366 00:38:19.860 ⇒ 00:38:22.610 Hannah Wang: How you learn and how you process things.
367 00:38:22.990 ⇒ 00:38:24.780 Samuel Roberts: And I think… I think this is really, like.
368 00:38:25.100 ⇒ 00:38:33.280 Samuel Roberts: solidified that for me even more, because it was a tool that I was less experienced with, and kind of probably would have written off as more of a prototyping thing in general.
369 00:38:33.280 ⇒ 00:38:34.440 Hannah Wang: I don’t know.
370 00:38:34.440 ⇒ 00:38:44.170 Samuel Roberts: And now I still think it’s very good for prototyping, and I can also see it good for production use cases, but I also now know… I have a better sense of, like, where that line might be for as we’re building new things.
371 00:38:44.440 ⇒ 00:38:47.640 Samuel Roberts: That I didn’t have before, so, yeah.
372 00:38:48.530 ⇒ 00:38:51.180 Hannah Wang: Cool. Well, yeah, I think…

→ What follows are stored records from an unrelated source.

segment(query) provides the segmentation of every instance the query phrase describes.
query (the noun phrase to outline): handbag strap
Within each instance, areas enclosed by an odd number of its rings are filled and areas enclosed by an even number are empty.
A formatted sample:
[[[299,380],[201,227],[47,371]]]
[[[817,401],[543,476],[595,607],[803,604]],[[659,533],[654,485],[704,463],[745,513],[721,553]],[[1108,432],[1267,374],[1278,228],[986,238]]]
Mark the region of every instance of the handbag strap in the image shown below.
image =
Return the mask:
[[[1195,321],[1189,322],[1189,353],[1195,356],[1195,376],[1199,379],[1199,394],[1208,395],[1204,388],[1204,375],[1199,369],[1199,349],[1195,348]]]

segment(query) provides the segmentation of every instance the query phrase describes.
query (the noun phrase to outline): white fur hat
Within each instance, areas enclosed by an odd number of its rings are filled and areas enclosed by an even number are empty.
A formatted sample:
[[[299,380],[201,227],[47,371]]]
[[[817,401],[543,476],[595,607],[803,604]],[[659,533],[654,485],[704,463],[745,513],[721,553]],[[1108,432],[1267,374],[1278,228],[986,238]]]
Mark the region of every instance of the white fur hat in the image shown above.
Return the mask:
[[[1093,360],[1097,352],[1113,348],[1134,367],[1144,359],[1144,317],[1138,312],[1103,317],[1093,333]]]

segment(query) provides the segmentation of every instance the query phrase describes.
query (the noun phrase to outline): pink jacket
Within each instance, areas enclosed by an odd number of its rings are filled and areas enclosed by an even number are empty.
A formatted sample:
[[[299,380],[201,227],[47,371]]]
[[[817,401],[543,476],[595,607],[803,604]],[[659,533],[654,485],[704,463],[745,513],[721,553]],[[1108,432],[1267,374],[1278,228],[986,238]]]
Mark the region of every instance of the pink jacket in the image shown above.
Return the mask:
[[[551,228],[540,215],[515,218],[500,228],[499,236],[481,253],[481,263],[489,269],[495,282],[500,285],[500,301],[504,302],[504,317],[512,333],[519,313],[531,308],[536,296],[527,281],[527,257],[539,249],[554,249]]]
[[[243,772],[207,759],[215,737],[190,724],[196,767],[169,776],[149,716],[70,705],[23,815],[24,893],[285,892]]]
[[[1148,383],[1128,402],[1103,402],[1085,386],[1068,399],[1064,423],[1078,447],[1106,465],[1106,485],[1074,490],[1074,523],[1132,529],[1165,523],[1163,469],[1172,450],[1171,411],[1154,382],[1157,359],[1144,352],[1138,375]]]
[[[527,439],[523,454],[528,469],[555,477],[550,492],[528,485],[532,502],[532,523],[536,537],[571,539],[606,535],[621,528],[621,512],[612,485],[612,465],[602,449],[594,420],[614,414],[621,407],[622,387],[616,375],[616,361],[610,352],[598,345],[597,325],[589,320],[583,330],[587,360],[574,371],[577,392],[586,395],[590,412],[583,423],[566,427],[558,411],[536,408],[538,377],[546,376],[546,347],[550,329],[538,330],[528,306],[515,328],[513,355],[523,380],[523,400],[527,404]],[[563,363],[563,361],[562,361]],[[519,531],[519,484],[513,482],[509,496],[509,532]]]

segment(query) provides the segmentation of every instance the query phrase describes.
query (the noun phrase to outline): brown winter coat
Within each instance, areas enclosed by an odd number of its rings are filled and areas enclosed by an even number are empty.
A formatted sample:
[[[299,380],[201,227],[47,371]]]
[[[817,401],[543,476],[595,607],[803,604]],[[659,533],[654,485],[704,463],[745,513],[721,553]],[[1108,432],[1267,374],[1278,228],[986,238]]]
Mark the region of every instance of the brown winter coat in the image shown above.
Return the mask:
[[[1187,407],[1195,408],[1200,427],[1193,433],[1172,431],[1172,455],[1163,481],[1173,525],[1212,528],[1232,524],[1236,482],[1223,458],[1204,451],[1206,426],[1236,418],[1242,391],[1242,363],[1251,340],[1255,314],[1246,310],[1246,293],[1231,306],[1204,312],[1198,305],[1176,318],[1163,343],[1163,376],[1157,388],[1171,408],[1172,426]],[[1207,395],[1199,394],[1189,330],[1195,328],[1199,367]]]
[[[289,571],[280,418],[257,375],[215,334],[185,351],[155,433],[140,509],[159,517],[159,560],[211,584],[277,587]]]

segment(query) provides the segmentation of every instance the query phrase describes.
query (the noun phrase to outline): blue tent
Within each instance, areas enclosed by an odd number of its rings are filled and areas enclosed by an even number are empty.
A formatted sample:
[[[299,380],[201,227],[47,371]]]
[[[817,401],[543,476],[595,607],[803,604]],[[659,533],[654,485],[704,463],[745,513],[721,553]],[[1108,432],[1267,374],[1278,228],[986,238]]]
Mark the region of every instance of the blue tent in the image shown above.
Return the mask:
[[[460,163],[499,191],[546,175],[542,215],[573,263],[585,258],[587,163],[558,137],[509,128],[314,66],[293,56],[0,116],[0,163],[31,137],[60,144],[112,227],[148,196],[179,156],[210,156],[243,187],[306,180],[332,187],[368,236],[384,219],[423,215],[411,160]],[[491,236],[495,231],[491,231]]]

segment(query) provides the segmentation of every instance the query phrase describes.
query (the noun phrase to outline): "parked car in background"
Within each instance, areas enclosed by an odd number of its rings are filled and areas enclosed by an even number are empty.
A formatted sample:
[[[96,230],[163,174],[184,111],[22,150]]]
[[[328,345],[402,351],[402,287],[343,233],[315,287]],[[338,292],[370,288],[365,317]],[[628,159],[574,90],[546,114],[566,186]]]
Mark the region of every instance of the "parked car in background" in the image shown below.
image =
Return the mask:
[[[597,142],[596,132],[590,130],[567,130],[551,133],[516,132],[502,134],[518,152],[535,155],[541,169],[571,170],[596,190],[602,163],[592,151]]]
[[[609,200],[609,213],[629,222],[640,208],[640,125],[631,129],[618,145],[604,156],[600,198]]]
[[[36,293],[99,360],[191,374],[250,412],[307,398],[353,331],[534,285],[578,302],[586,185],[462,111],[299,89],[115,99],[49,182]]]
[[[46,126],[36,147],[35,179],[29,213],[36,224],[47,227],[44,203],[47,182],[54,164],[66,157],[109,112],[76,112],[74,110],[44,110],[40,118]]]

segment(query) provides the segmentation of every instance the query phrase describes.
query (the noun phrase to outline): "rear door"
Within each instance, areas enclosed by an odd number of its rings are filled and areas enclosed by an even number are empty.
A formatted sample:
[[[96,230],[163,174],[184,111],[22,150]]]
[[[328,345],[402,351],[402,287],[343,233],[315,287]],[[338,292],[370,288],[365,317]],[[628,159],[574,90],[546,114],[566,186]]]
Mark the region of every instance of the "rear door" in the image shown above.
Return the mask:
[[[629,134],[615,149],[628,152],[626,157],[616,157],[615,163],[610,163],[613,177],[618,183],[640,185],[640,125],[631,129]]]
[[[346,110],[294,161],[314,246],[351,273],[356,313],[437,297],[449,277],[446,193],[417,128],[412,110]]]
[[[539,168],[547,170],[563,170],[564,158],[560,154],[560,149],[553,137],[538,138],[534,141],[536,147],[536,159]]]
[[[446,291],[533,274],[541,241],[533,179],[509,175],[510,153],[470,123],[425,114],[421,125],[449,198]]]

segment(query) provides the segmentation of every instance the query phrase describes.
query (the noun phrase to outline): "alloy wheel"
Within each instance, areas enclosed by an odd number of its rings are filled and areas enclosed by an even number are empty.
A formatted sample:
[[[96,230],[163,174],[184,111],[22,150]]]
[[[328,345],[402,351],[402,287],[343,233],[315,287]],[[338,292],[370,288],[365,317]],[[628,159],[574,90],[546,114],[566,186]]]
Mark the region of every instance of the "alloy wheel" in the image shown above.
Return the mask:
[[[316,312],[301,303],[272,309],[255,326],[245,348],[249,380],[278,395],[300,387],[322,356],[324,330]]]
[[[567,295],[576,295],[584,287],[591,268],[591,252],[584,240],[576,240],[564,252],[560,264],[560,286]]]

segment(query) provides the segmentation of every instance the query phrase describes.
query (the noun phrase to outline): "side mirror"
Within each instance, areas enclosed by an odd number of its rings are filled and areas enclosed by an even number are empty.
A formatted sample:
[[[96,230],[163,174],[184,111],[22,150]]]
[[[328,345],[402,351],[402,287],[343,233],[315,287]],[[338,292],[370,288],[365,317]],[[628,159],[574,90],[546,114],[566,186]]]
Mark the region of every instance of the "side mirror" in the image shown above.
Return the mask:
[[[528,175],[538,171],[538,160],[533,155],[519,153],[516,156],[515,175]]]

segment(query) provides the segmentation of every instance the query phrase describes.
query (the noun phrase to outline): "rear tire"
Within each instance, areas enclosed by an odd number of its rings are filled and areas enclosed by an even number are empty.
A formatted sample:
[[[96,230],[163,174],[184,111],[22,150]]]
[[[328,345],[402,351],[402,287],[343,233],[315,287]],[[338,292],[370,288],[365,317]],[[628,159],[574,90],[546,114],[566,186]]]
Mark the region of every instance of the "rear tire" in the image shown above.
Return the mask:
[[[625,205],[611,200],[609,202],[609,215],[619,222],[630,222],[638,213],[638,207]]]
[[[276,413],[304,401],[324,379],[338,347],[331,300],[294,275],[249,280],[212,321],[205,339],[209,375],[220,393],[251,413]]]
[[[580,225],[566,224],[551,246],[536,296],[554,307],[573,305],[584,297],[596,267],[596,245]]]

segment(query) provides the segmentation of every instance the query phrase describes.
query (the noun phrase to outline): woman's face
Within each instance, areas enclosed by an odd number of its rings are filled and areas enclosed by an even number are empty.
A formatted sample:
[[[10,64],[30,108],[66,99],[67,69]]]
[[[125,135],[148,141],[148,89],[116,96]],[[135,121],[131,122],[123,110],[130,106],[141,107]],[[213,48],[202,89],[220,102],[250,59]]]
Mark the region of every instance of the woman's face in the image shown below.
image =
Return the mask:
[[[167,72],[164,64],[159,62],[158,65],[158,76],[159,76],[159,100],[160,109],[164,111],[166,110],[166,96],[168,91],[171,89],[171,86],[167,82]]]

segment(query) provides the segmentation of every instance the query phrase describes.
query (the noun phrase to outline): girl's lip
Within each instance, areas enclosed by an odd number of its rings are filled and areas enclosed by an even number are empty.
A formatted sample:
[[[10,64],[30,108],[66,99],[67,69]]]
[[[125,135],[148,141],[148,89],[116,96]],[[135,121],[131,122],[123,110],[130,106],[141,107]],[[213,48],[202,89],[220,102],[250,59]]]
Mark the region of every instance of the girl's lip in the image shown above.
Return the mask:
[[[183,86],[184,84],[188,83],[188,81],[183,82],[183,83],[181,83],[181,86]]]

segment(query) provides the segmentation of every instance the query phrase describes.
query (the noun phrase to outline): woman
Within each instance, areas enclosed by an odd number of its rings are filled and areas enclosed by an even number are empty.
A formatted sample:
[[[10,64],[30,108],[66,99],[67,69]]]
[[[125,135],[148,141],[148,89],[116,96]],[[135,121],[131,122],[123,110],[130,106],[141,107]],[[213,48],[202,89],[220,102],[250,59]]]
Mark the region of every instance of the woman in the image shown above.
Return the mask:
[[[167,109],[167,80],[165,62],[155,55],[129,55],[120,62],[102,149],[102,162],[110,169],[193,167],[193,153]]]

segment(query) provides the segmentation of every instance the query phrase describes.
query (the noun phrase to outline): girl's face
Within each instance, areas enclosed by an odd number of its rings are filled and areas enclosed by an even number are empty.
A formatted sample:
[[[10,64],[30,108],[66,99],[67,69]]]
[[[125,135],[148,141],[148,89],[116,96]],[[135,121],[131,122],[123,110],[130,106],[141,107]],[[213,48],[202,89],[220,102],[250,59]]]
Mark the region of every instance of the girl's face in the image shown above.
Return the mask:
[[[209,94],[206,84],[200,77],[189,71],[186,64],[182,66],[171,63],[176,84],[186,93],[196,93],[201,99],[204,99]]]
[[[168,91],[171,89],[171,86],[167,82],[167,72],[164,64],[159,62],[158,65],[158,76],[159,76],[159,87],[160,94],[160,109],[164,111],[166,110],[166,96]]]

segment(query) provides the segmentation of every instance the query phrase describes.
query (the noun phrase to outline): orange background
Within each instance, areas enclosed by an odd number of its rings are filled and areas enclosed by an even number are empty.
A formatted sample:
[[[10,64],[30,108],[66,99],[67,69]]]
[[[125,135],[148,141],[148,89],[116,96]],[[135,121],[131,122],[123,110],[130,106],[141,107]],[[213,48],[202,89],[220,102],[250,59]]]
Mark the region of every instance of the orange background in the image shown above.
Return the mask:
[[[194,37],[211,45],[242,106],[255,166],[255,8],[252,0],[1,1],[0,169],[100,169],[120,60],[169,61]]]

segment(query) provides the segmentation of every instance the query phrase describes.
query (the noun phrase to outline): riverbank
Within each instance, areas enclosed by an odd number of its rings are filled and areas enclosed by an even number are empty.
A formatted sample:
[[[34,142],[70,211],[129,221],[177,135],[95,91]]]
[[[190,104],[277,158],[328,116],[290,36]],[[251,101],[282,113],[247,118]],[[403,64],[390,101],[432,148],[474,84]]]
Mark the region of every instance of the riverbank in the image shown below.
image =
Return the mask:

373 00:38:51.270 ⇒ 00:39:05.189 Hannah Wang: Those were all the questions. I asked AI to help me come up with questions to ask you, so we’ll see, we’ll see what the output is of this blog post, or, like, technical white paper type of thing, but yeah, I appreciate your time. I…
374 00:39:05.190 ⇒ 00:39:13.070 Hannah Wang: we’ll probably… me or Anne will probably mock this up, get the content, and then we’ll have you review it before we kinda…
375 00:39:13.410 ⇒ 00:39:15.520 Hannah Wang: Go into high fidelity.
376 00:39:15.520 ⇒ 00:39:15.870 Samuel Roberts: Okay.
377 00:39:15.870 ⇒ 00:39:18.980 Hannah Wang: But yeah, we’ll probably ask you to look over the contents, and…
378 00:39:18.980 ⇒ 00:39:19.430 Samuel Roberts: Great.
379 00:39:19.430 ⇒ 00:39:23.439 Hannah Wang: Let us know if it’s, like, completely off, because we’re going to use AI, obviously.
380 00:39:23.440 ⇒ 00:39:24.400 Samuel Roberts: Yeah, no.
381 00:39:24.400 ⇒ 00:39:25.740 Hannah Wang: content, so…
382 00:39:25.740 ⇒ 00:39:29.789 Samuel Roberts: I definitely, yeah, no, I get that. I will definitely take a look at it, make sure it makes sense.
383 00:39:29.790 ⇒ 00:39:34.929 Hannah Wang: Okay, cool. But yeah, thanks for your time, and I will…
384 00:39:34.930 ⇒ 00:39:35.540 Samuel Roberts: Yeah, thank you.
385 00:39:35.540 ⇒ 00:39:37.060 Hannah Wang: IT on Slack. Alright.
386 00:39:37.060 ⇒ 00:39:37.780 Samuel Roberts: Alright, sounds.
387 00:39:37.780 ⇒ 00:39:38.110 Hannah Wang: Right.
388 00:39:38.110 ⇒ 00:39:39.330 Samuel Roberts: Have a good one. Bye.